New Year, new career? Or just a new attitude?
Whether you’re considering moving abroad, starting a new job or striking out on your own, it makes sense to seek professional advice.
The stars of the ETF world, across the buy and sell side, have shared their pearls of wisdom with Jobs in ETFs, and the only advice we offer our viewers is to read it.

1) Budding entrepreneurs, ask yourself if you can offer something unique

“Do I have a USP, is it valuable, viable, defensible and sustainable? Finally, am I in a position to deliver that USP? If the answers are all yes, you may be on to something!”

Ted Hood, Co-founder at Source

2) Don’t rule out working for a smaller company

“If you go to a smaller provider and if you are good, you’re going to rise through the ranks much more quickly. Prepare yourself to do the hours, get in earlier than everyone else, leave later than everyone else, listen, learn and it will work out for you. In your mid-twenties, you could be doing a lot better than a 35-year-old at iSharesState Street or Vanguard. However, if you display weakness at a smaller company, lit is really obvious to everyone immediately. So if you go to a small company, you better be confident and good. The ETF industry is so competitive.”

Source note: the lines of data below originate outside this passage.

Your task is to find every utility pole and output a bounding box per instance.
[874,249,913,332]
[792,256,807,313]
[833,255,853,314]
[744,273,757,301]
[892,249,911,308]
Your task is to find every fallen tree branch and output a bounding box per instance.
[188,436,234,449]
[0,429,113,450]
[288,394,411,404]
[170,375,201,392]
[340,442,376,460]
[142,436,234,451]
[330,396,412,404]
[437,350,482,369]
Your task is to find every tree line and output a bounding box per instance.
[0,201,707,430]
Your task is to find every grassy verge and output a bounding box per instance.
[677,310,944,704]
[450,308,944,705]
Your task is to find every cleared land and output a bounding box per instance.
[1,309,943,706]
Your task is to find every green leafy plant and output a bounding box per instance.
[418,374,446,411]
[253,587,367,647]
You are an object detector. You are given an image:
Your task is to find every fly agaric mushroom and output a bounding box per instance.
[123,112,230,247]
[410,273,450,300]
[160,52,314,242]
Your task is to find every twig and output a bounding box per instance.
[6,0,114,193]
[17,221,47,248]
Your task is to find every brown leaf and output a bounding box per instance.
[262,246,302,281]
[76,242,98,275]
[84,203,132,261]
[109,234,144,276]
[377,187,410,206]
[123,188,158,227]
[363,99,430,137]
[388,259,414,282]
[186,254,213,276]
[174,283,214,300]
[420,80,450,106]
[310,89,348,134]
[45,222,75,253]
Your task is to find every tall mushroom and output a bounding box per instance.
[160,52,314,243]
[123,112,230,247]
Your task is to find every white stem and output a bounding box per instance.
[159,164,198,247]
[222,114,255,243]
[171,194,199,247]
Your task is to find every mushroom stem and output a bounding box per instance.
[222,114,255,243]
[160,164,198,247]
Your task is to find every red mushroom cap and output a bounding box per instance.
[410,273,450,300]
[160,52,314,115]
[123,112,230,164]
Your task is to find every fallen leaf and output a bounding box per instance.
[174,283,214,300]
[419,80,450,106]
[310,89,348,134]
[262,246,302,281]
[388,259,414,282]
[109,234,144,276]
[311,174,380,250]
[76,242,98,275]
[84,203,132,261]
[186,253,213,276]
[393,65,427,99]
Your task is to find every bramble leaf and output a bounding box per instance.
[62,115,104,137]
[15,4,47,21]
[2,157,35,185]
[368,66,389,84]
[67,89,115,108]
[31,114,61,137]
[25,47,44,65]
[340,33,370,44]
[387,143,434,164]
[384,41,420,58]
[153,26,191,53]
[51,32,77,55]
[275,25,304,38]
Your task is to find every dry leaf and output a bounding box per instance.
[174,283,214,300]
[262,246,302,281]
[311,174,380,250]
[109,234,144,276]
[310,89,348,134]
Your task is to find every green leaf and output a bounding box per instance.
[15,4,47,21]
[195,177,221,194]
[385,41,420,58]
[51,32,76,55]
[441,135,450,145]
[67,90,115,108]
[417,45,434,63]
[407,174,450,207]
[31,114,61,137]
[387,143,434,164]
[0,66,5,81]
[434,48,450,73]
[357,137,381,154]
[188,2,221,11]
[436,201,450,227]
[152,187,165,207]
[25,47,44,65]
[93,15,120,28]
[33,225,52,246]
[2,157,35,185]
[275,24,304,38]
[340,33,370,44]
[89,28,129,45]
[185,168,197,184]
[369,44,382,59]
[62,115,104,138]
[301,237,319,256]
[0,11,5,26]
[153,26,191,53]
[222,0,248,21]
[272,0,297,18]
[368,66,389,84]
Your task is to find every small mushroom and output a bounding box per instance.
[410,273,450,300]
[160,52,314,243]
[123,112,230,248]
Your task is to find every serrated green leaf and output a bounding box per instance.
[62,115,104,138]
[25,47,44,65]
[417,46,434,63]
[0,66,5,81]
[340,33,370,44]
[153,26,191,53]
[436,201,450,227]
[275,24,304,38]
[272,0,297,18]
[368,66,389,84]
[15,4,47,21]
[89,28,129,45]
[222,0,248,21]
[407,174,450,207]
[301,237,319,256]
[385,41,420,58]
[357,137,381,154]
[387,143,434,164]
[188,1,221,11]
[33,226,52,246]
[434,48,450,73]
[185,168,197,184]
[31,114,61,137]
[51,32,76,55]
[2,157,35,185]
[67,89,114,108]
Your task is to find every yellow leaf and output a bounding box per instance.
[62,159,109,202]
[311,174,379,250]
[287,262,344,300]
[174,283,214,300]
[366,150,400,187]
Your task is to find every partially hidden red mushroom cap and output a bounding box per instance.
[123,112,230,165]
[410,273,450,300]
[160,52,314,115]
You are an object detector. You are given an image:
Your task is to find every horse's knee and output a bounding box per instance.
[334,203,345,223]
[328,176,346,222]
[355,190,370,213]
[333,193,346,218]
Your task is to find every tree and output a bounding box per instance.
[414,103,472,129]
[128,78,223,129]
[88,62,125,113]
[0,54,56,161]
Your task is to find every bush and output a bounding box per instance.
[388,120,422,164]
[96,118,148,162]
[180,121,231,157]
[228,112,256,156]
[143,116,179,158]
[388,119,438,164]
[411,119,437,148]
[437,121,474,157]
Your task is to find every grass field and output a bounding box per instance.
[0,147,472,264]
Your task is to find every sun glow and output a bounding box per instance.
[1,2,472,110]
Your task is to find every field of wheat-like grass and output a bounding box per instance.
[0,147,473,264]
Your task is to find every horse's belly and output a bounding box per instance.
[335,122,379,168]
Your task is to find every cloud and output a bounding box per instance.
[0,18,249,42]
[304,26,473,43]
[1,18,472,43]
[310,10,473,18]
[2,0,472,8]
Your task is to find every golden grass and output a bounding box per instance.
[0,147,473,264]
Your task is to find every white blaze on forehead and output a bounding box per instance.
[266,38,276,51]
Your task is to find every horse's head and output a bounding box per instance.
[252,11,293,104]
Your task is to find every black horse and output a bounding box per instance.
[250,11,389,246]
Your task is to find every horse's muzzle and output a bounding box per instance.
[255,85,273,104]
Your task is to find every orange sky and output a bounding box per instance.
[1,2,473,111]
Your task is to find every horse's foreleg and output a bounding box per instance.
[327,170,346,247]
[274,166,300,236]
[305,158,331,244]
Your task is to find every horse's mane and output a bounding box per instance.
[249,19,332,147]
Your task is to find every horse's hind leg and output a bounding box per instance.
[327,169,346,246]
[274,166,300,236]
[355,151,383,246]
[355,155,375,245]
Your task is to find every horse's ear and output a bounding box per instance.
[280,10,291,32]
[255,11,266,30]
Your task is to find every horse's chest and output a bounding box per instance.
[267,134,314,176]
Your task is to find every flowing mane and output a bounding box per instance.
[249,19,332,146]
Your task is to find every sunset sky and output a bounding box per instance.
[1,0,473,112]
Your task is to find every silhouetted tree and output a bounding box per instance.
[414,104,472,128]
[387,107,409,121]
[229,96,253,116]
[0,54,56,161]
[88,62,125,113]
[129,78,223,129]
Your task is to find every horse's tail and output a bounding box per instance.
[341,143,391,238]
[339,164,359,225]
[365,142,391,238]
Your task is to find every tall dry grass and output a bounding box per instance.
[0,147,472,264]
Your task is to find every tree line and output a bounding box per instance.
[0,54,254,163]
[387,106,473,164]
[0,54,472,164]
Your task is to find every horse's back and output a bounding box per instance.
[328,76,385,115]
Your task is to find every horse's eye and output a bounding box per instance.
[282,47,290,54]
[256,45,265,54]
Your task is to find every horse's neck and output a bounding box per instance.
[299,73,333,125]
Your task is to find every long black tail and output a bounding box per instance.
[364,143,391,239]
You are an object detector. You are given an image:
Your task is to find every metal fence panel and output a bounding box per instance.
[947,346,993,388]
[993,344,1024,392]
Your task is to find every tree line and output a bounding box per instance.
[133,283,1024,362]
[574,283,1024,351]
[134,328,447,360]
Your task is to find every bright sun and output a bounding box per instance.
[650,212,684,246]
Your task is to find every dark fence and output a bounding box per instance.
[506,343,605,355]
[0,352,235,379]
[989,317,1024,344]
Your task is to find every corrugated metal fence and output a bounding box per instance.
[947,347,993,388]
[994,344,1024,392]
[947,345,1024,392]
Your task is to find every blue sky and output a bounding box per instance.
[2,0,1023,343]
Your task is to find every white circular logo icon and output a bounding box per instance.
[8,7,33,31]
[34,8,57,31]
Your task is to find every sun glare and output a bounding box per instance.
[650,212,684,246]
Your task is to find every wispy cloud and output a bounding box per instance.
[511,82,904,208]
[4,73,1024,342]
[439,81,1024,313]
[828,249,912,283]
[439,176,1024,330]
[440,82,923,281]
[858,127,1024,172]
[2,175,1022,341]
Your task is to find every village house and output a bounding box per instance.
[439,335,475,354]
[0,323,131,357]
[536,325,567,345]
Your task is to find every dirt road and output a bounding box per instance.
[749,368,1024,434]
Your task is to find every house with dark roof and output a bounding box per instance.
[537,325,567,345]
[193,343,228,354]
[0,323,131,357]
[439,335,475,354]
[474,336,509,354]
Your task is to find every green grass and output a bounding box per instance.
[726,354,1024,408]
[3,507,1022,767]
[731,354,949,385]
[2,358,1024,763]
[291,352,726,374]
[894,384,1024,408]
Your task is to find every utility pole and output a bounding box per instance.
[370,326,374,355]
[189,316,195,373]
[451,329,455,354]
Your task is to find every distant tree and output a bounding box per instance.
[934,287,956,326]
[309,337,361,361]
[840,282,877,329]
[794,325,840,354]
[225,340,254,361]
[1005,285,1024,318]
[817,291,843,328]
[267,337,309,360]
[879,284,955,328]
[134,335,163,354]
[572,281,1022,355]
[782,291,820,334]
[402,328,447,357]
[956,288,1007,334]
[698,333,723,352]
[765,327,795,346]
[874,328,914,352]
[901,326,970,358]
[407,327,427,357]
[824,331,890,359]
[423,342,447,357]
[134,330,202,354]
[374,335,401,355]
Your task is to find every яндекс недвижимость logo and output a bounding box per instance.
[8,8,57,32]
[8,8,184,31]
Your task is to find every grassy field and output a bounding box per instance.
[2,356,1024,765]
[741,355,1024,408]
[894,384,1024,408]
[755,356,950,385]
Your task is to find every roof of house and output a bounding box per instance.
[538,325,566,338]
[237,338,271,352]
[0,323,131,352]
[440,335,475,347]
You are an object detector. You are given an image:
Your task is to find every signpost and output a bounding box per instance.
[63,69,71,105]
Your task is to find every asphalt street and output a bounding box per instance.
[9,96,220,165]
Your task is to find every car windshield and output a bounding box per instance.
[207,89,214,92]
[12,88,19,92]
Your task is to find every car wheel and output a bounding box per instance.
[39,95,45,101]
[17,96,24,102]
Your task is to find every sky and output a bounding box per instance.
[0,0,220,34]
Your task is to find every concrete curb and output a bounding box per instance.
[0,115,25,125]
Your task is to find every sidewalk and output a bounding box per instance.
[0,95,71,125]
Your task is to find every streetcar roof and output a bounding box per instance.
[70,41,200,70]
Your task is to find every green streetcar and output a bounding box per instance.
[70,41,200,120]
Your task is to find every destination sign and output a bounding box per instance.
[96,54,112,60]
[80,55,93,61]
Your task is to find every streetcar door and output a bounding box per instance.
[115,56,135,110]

Kris Walesby, Head of ANZ ETFs at ANZ ETF Securities

3) Be a team player

“I have learned through the different opportunities I have had as a manager that cohesion and trust in a team is key. No cohesion, no team, no chance of a long term success.”

Clarisse Djabbari, Deputy Head of Lyxor ETFs & Indexing at Lyxor Asset Management

4) Take note of your younger colleagues

“Don’t listen to anyone above the age of 25, whatever they are thinking will be out of date by the time they have left the room. Put another way, the FinTech revolution is for real, and anyone just starting can ride that wave but they do need to start this journey with a completely different mindset to that of the past. This time it will be different.”

Allan Lane, Managing Partner at Twenty20 Investments

5) Stand out from the crowd

“I have always liked to be where others are not. It’s not that I fear competition but rather why face competition if you don’t need to? Thus I studied Sub Saharan Africa in grad school when every other MA in International Affairs student was studying either the ME or the Soviet Union. It’s why I gravitated to EM in the late 1980s rather than be the 3rd assistant on the US strategy team and why I adopted ETFs almost 15 years ago for my own investing.” 

Jay Pelosky, Founder and CEO at Pelosky Global Strategies

6) Brainstorm new ideas

“The only way to encourage creativity and innovation is to encourage an investment team to stand up to their convictions, challenge consensus, and challenge themselves. Ideas are constantly discussed. Better to consider and reject new ideas than not to have any new ideas at all.”